Typically, MongoDB developers have managed infrastructure-as-code (IaC) on AWS via the public cloud provider’s CloudFormation Public Registry, Partner Solution Deployments, and its Cloud Development Kit (CDK).

The company has also added support for Kotlin for developers building server-side applications. Previously, developers could use the MongoDB Realm Kotlin software development kit (SDK) for client-side development, but server-side developers relied on a community-created driver without official MongoDB support, or had to write extensive custom code, the company said.

“As a result, developers faced longer software development cycles to build server-side Kotlin applications on MongoDB and risked application reliability without a fully supported MongoDB Kotlin driver,” it added.

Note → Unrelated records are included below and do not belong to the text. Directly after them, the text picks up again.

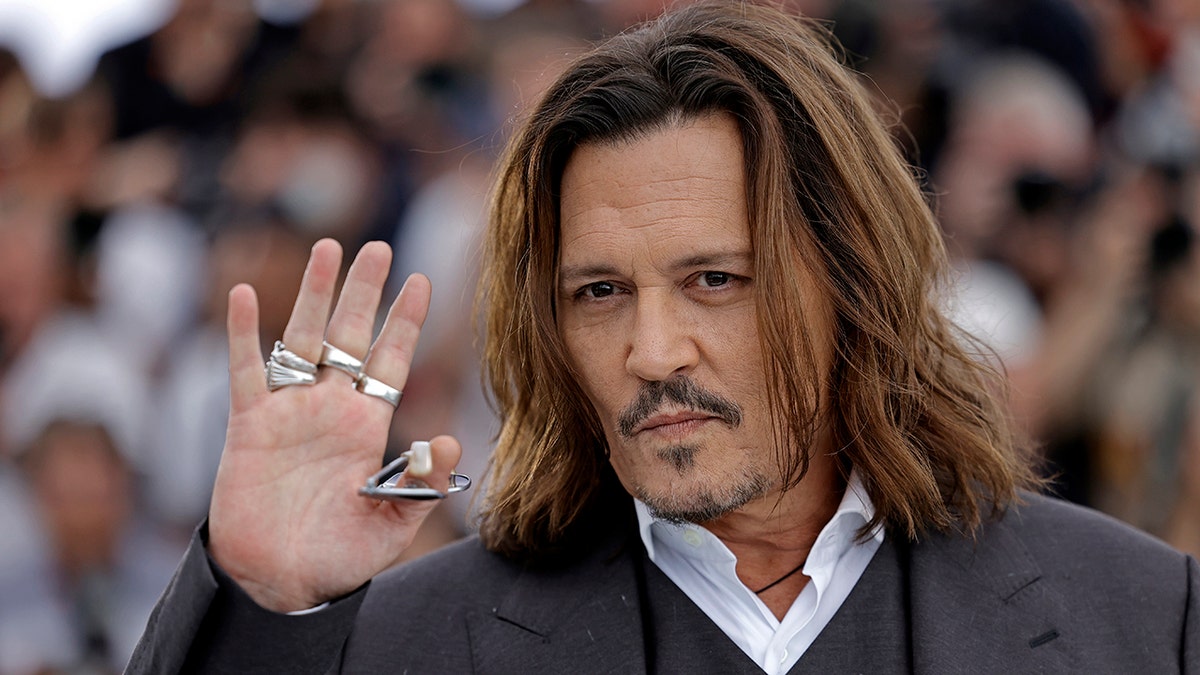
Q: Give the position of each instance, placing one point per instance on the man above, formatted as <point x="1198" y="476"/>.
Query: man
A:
<point x="737" y="434"/>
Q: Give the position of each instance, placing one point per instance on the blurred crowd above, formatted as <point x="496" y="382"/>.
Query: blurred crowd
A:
<point x="1059" y="141"/>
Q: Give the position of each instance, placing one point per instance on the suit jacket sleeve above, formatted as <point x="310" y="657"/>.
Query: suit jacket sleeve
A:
<point x="204" y="622"/>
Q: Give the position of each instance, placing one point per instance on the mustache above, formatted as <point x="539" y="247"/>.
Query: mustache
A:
<point x="681" y="390"/>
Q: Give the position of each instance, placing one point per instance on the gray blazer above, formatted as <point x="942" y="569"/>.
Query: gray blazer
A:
<point x="1050" y="587"/>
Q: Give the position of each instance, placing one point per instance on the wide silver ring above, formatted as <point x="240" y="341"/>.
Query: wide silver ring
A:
<point x="372" y="387"/>
<point x="342" y="360"/>
<point x="291" y="359"/>
<point x="279" y="375"/>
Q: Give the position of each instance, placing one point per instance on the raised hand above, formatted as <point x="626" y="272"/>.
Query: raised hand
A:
<point x="286" y="519"/>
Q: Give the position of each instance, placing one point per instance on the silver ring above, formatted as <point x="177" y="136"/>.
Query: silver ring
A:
<point x="372" y="387"/>
<point x="333" y="357"/>
<point x="291" y="359"/>
<point x="279" y="375"/>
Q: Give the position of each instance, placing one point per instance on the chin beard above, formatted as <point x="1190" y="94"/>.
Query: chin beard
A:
<point x="703" y="506"/>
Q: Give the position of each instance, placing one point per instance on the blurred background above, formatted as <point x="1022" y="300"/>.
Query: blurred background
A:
<point x="154" y="153"/>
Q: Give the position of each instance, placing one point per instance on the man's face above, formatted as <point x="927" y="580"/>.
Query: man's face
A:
<point x="657" y="310"/>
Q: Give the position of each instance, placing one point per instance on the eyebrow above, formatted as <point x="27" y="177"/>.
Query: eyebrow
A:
<point x="570" y="274"/>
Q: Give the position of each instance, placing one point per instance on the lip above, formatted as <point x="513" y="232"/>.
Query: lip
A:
<point x="675" y="423"/>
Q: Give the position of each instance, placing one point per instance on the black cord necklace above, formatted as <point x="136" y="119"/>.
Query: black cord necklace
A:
<point x="777" y="581"/>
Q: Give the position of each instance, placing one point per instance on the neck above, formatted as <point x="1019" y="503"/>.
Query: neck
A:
<point x="773" y="535"/>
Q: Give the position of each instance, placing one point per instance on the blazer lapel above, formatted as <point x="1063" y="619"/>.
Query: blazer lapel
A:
<point x="586" y="617"/>
<point x="982" y="605"/>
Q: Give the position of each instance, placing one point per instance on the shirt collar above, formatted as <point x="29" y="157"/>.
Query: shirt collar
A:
<point x="838" y="536"/>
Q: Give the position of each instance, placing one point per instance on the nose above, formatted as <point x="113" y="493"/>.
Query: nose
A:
<point x="663" y="341"/>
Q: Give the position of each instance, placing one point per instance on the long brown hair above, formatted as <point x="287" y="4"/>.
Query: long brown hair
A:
<point x="911" y="410"/>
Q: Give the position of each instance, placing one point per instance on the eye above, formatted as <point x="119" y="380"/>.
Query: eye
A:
<point x="598" y="290"/>
<point x="714" y="279"/>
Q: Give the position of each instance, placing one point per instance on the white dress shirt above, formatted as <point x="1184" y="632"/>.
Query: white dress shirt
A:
<point x="706" y="571"/>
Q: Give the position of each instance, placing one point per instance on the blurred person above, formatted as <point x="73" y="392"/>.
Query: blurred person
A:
<point x="418" y="84"/>
<point x="179" y="95"/>
<point x="737" y="430"/>
<point x="73" y="413"/>
<point x="101" y="569"/>
<point x="441" y="237"/>
<point x="1147" y="402"/>
<point x="250" y="245"/>
<point x="1048" y="257"/>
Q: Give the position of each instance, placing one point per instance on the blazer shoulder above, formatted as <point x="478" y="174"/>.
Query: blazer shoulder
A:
<point x="1055" y="530"/>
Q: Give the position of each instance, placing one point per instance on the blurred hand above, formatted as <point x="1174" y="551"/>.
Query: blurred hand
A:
<point x="286" y="520"/>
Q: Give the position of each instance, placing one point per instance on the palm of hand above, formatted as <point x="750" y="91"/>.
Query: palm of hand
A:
<point x="286" y="520"/>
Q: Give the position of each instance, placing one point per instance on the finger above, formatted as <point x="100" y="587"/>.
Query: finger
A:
<point x="306" y="326"/>
<point x="393" y="352"/>
<point x="246" y="378"/>
<point x="447" y="452"/>
<point x="354" y="317"/>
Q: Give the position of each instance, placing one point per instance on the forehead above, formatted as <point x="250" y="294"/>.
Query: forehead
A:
<point x="682" y="184"/>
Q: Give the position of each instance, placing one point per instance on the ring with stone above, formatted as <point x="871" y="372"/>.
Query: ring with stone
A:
<point x="341" y="359"/>
<point x="372" y="387"/>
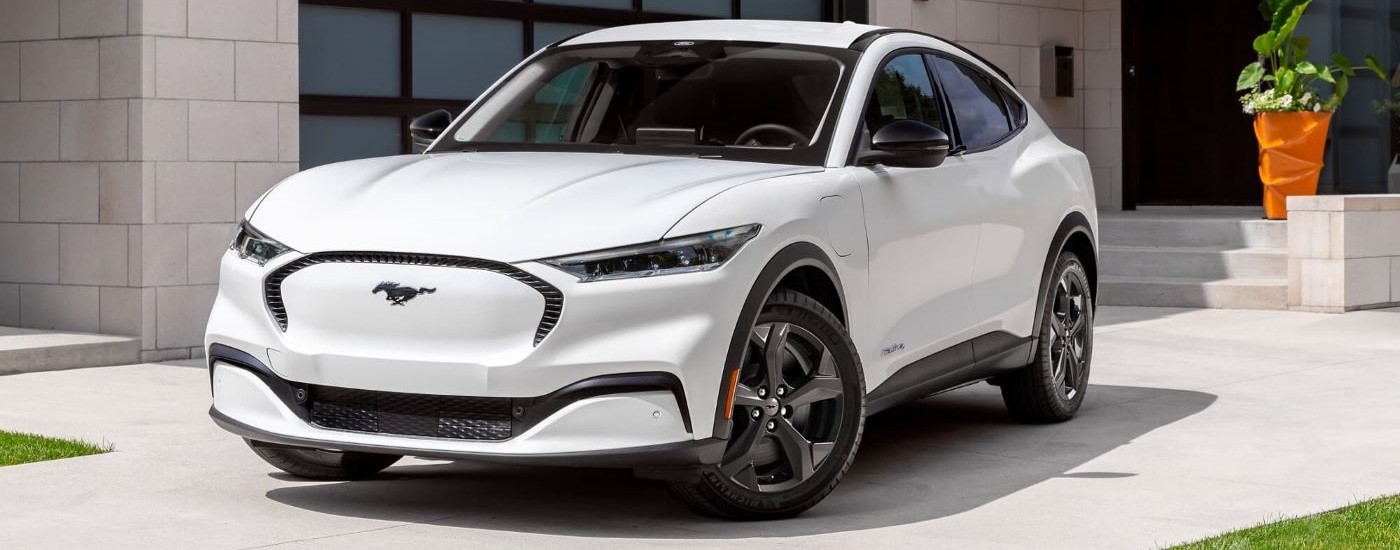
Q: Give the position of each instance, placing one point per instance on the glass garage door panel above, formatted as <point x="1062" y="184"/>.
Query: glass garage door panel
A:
<point x="690" y="7"/>
<point x="333" y="139"/>
<point x="794" y="10"/>
<point x="550" y="32"/>
<point x="349" y="52"/>
<point x="612" y="4"/>
<point x="458" y="58"/>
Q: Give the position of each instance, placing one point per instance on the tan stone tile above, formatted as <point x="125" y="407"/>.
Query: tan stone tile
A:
<point x="93" y="255"/>
<point x="58" y="70"/>
<point x="59" y="192"/>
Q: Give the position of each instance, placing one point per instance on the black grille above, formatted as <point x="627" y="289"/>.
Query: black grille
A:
<point x="553" y="298"/>
<point x="451" y="417"/>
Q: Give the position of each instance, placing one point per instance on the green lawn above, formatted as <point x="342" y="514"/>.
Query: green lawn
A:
<point x="1367" y="525"/>
<point x="20" y="448"/>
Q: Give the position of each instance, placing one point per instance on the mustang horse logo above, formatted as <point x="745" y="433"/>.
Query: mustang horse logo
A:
<point x="398" y="295"/>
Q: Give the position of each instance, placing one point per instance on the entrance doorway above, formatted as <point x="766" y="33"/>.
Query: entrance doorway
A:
<point x="1185" y="137"/>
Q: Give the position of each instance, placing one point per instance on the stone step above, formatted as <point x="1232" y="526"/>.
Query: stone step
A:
<point x="25" y="350"/>
<point x="1194" y="293"/>
<point x="1193" y="262"/>
<point x="1187" y="231"/>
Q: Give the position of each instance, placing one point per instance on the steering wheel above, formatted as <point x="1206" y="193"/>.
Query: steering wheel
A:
<point x="749" y="137"/>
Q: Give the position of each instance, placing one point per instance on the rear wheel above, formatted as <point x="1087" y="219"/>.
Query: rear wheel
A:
<point x="798" y="413"/>
<point x="322" y="465"/>
<point x="1052" y="389"/>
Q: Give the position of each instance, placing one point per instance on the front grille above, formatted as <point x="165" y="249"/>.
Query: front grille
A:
<point x="450" y="417"/>
<point x="553" y="298"/>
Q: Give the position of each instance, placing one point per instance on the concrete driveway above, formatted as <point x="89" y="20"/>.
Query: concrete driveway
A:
<point x="1199" y="421"/>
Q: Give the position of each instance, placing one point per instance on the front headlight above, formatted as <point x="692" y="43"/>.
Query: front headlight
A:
<point x="255" y="247"/>
<point x="678" y="255"/>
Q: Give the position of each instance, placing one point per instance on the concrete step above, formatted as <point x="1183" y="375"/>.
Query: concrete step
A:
<point x="25" y="350"/>
<point x="1194" y="293"/>
<point x="1190" y="231"/>
<point x="1196" y="262"/>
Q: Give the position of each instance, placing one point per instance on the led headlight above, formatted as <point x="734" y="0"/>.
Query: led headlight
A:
<point x="678" y="255"/>
<point x="254" y="247"/>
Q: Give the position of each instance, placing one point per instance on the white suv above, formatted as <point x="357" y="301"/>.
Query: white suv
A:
<point x="703" y="251"/>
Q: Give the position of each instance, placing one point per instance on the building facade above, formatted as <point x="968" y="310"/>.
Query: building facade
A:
<point x="133" y="133"/>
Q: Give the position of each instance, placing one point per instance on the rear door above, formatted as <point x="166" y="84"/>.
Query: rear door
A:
<point x="989" y="119"/>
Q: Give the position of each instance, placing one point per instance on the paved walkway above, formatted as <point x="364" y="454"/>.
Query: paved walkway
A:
<point x="1199" y="421"/>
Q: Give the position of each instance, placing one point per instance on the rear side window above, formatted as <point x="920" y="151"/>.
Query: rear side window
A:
<point x="903" y="91"/>
<point x="1018" y="109"/>
<point x="977" y="105"/>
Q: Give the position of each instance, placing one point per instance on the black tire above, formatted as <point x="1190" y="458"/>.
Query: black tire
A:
<point x="828" y="423"/>
<point x="322" y="465"/>
<point x="1052" y="389"/>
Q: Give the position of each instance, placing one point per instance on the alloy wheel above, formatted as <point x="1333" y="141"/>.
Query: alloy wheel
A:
<point x="1068" y="335"/>
<point x="787" y="409"/>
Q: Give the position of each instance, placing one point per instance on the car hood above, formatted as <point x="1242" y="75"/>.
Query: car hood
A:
<point x="500" y="206"/>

Easier way to install Atlas Kubernetes Operator

MongoDB is also providing an easier way to install the Atlas Kubernetes Operator — a tool that developers use to manage projects and database clusters.

“Using the MongoDB Atlas command line interface (CLI), developers can now install the MongoDB Atlas Kubernetes Operator and generate security credentials quickly in order to reduce operational overhead,” the company said, adding that developers will now have the option to import existing MongoDB Atlas projects and deployments with a single command.

The update, according to the company, is expected to provide greater agility for developers while working with containers.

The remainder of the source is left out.